The Lord Mayor of Dublin has called for the introduction of new begging laws “without further delay”.

Lord Mayor Gerry Breen said, “The new law on begging, which has currently just finished its second stage in the Dáil, cannot come into law quickly enough.”

The current law on begging, which banned all forms of begging, was said to be unconstitutional in a 2007 High Court decision.

Taken from RTE.ie

Man begging on the streets of Dublin

The Criminal Justice (Public Order) Bill 2010 will make it illegal for people to beg within 10 metres (30 yards) of business premises and ATM’s.

Crime in the city centre has fallen over the last year but a recent survey found that the large number of beggars in the city centre led to the idea that it is not safe.

“Only when the new law comes into force can the Gardaí arrest people who are begging right outside the front door of city centre businesses and make them stop,” Breen said.

“The new law will bring an end to complaints by people who are put off going into shops and going on walks because they have to pass by beggars on their way to and from doing business in the city,” he continued.

He said people working in the city centre “want to work together and do everything we can to promote the city centre as a safe and pleasant place”.

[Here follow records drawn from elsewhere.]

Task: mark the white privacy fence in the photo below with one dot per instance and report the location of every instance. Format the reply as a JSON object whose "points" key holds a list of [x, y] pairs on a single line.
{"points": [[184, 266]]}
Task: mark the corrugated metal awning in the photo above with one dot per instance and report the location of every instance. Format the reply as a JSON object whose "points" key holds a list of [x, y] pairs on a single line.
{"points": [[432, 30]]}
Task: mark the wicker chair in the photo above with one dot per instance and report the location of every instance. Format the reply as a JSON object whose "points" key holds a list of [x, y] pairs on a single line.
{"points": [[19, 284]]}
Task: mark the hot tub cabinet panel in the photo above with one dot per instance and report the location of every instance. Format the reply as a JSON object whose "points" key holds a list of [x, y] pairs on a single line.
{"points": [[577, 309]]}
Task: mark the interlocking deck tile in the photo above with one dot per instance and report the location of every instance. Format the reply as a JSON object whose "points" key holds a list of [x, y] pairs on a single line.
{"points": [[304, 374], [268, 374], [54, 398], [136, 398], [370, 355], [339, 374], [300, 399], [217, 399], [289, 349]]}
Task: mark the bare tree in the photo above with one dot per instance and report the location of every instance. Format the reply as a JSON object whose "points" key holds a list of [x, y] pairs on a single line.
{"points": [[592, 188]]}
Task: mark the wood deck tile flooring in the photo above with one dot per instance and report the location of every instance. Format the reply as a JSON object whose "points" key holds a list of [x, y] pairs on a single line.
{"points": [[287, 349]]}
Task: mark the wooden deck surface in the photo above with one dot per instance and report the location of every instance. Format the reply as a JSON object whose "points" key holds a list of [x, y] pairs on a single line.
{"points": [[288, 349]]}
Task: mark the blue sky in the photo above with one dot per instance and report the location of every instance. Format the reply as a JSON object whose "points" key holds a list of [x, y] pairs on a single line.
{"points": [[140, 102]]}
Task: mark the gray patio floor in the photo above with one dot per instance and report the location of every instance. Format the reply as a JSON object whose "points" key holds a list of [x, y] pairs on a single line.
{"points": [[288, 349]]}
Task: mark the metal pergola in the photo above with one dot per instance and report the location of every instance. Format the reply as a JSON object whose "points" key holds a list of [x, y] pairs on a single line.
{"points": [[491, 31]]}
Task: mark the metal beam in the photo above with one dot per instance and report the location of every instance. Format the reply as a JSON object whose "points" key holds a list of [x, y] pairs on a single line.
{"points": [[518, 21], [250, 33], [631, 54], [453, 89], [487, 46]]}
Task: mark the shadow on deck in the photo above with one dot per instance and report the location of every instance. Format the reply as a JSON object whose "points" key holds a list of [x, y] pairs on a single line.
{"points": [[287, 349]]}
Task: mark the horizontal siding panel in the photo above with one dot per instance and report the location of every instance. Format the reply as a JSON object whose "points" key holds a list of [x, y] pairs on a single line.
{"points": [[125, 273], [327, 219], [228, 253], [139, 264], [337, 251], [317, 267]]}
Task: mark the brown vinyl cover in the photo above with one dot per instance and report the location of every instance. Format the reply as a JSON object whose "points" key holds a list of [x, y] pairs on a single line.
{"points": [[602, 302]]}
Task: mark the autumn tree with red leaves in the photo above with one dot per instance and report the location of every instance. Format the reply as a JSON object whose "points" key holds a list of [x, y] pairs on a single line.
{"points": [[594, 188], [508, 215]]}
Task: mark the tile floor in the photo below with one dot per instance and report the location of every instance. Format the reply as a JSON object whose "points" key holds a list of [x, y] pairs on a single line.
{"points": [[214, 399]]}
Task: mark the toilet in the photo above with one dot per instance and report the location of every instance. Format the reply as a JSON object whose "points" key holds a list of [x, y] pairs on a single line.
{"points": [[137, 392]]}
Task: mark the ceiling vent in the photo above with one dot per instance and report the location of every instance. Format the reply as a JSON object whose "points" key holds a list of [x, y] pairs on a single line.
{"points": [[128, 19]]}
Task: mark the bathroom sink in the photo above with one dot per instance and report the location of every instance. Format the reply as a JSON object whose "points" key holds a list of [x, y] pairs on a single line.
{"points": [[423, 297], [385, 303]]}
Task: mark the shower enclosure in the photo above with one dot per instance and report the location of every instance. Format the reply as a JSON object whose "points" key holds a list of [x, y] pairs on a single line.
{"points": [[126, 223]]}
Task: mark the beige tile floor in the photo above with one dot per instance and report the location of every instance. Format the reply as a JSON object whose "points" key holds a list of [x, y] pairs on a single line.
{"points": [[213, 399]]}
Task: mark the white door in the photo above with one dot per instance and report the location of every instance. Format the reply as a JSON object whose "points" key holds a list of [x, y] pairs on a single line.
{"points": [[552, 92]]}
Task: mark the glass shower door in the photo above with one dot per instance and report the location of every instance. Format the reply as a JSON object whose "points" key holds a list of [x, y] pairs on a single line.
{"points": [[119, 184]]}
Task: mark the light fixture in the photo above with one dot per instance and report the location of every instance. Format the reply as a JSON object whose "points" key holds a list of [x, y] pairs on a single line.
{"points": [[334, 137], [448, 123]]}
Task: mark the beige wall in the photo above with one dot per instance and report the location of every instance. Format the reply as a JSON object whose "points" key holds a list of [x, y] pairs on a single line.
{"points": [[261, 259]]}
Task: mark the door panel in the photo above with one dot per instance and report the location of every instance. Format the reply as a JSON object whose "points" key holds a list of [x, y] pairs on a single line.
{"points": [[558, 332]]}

Other politicians have come out in favour of the bill. However, there are others who are concerned at the possibility of those caught breaking this law going to prison.

Focus Ireland, a group which works to help the homeless people of Ireland, believe that the bill will not make any real difference or do any good.

Although Focus Ireland says that the bill focuses on the problem of “aggressive begging”, they believe that it is a bad message for the government to be sending out.

At a time when the state is pumping billions into the banks, more and more people are coming into financial difficulty.

Focus Ireland launched its 25th anniversary advertisement campaign last month and the next stage will appear in November with radio and outdoor advertisement campaign.

The Dublin Simon Community is another organisation who works with homeless people. They have seen a 20 per cent rise in the number of people sleeping rough.

The Government had committed to ending long term homelessness by the end of the year with its Pathway to Home Strategy, but Sam McGuinness, the chief executive of the Dublin Simon Community, says many believe this is no longer possible.

“Most of us working in the homeless sector do not believe this goal is possible now, but in fairness to the Minister for Housing, he hasn’t given up.”

The Homeless Agency, which is in charge of the provision of services for the homeless in Dublin, last month postponed the closure of an emergency hostel in Dublin as they were unable to find long term accommodation for their homeless residents. In a statement, the Homeless Agency said its challenge is getting access to housing as opposed to Government commitment.

This latest setback means it is unlikely that the Government will succeed in their plan and that the sight of homeless people sleeping and begging on the streets of Dublin will continue to be commonplace.